The runtime precedence is:

  1. CLI flags
  2. environment overrides
  3. TOML file values
  4. code defaults

Supported env overrides include:

  • LINKEDIN_WEB_SCRAPER_CONFIG
  • LINKEDIN_WEB_SCRAPER_LOG_LEVEL
  • LINKEDIN_WEB_SCRAPER_LOG_FILE
  • LINKEDIN_WEB_SCRAPER_STORAGE_URL
  • LINKEDIN_WEB_SCRAPER_STORAGE_FILE
  • LINKEDIN_WEB_SCRAPER_STATE_DIR
  • LINKEDIN_WEB_SCRAPER_OUTPUT_DIR
  • LINKEDIN_WEB_SCRAPER_OPENAI_ENABLED
  • LINKEDIN_WEB_SCRAPER_OPENAI_MODEL

OpenAI Runtime Behavior

OpenAI support remains optional.

  • Install LinkedInWebScraper[openai]
  • Set OPENAI_API_KEY in the environment
  • Keep secrets out of TOML and out of the repo
  • Enrichment setup or request failures fall back to the non-enriched dataset
  • Enriched rows include audit fields such as OpenAIModel, OpenAIResponseId, and OpenAIRawPayload

Artifact And State Paths

Managed defaults resolve under artifacts/:

  • bare CSV file names -> artifacts/jobs/
  • bare log file names -> artifacts/logs/
  • bare SQLite file names -> artifacts/state/

Explicit absolute paths and explicit nested relative paths are preserved.

Storage Model

SQLite persistence is enabled by default for CLI and DailyScrapeService workflows.
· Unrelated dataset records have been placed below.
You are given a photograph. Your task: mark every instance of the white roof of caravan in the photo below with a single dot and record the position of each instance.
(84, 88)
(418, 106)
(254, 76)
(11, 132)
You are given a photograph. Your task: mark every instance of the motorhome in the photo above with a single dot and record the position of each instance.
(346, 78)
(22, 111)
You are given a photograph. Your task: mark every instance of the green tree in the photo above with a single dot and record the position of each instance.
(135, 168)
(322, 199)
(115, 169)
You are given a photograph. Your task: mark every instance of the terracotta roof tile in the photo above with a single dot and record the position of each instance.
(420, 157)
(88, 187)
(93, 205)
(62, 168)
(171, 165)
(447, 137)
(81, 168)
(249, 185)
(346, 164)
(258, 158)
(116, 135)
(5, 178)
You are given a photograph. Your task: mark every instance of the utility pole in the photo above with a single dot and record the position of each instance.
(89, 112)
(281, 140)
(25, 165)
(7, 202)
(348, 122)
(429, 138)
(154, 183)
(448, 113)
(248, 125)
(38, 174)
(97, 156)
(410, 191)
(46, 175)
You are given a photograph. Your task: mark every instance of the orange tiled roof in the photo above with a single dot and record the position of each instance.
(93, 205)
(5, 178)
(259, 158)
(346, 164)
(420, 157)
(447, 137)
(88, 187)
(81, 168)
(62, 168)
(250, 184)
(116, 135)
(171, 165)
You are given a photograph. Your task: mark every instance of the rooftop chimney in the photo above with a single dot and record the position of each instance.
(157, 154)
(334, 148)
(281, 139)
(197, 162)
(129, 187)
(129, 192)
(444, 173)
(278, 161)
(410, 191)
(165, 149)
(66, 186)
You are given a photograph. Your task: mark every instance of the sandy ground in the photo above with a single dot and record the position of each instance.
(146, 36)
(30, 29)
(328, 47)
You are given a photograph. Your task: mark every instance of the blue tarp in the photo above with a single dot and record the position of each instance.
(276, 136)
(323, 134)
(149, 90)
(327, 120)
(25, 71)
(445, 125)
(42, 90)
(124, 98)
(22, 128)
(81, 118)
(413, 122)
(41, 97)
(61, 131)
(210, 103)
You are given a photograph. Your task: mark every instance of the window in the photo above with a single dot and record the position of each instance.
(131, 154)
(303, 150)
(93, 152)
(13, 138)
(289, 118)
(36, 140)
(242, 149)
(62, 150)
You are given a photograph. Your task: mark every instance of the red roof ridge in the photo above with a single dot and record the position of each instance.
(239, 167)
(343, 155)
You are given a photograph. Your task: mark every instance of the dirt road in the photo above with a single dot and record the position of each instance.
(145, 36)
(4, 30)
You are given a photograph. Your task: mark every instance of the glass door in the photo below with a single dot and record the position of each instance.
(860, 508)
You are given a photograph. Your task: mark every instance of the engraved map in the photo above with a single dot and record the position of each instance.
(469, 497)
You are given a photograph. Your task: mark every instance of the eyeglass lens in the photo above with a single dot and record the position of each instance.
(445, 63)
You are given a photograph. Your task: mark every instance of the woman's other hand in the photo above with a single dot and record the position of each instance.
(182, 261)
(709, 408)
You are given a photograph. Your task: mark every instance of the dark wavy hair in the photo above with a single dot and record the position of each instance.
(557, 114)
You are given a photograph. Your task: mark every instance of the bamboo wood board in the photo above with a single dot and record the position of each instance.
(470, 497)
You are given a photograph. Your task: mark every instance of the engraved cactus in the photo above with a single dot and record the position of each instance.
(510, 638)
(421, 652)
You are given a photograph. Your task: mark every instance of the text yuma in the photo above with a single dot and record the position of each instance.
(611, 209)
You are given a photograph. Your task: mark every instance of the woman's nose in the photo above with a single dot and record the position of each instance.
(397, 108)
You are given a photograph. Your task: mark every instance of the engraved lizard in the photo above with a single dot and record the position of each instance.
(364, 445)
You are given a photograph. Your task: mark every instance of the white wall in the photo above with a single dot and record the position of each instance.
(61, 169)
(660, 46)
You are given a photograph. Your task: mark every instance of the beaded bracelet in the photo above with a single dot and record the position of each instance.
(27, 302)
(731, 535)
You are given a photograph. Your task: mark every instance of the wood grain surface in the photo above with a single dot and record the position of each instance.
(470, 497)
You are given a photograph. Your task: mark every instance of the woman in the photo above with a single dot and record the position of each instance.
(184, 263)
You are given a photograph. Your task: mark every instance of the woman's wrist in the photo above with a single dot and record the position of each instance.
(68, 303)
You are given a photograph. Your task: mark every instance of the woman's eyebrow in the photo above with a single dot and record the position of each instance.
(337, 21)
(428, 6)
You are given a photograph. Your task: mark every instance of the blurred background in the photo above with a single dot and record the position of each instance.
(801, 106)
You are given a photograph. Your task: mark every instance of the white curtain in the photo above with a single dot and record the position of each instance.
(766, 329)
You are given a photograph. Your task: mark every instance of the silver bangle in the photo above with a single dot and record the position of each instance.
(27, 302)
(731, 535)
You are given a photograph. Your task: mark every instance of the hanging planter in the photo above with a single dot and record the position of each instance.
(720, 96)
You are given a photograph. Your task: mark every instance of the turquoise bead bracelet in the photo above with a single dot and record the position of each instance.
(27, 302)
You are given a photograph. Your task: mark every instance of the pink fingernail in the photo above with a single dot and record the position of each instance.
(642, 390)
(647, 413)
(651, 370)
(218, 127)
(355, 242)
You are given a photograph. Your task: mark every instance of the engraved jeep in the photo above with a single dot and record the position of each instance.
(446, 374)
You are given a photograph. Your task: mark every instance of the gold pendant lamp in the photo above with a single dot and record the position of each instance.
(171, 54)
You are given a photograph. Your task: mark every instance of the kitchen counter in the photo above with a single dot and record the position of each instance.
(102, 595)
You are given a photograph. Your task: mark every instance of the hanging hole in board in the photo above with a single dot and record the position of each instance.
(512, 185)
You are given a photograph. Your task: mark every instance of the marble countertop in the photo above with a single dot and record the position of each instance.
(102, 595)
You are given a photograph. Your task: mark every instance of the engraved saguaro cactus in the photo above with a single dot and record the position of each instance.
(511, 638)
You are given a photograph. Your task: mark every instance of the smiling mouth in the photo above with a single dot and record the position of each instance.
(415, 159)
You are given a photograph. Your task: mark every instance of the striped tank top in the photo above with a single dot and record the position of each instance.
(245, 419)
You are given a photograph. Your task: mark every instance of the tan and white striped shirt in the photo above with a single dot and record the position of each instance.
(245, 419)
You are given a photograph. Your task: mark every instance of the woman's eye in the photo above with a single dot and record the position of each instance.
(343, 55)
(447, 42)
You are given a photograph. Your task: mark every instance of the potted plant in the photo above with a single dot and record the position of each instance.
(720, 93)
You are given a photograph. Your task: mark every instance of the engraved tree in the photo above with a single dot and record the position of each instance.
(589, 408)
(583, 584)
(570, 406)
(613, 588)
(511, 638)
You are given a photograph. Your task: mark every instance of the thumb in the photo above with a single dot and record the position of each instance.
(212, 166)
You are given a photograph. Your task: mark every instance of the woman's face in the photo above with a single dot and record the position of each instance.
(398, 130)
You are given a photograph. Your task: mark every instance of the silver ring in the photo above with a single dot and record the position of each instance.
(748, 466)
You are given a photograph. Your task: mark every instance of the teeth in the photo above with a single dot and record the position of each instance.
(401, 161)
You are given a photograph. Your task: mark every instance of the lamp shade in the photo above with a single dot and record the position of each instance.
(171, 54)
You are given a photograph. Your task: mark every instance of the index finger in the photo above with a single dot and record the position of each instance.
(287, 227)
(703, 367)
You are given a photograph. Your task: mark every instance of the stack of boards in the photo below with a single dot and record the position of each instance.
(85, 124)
  • scrape_runs stores run lifecycle metadata
  • jobs stores the latest canonical job attributes
  • job_snapshots stores the run-level dataframe payload
  • job_enrichments stores structured OpenAI audit data when present
  • CSV exports are downstream artifacts written from persisted data

Use build_sqlite_storage_url() for a managed default URL, or inject SQLiteScrapeStorage(storage_url=...) into DailyScrapeService when you need a custom local path or DSN.

Root Runtime Scripts

main.py and process_ds_jobs.py remain available as direct runtime entrypoints for the daily and once workflows.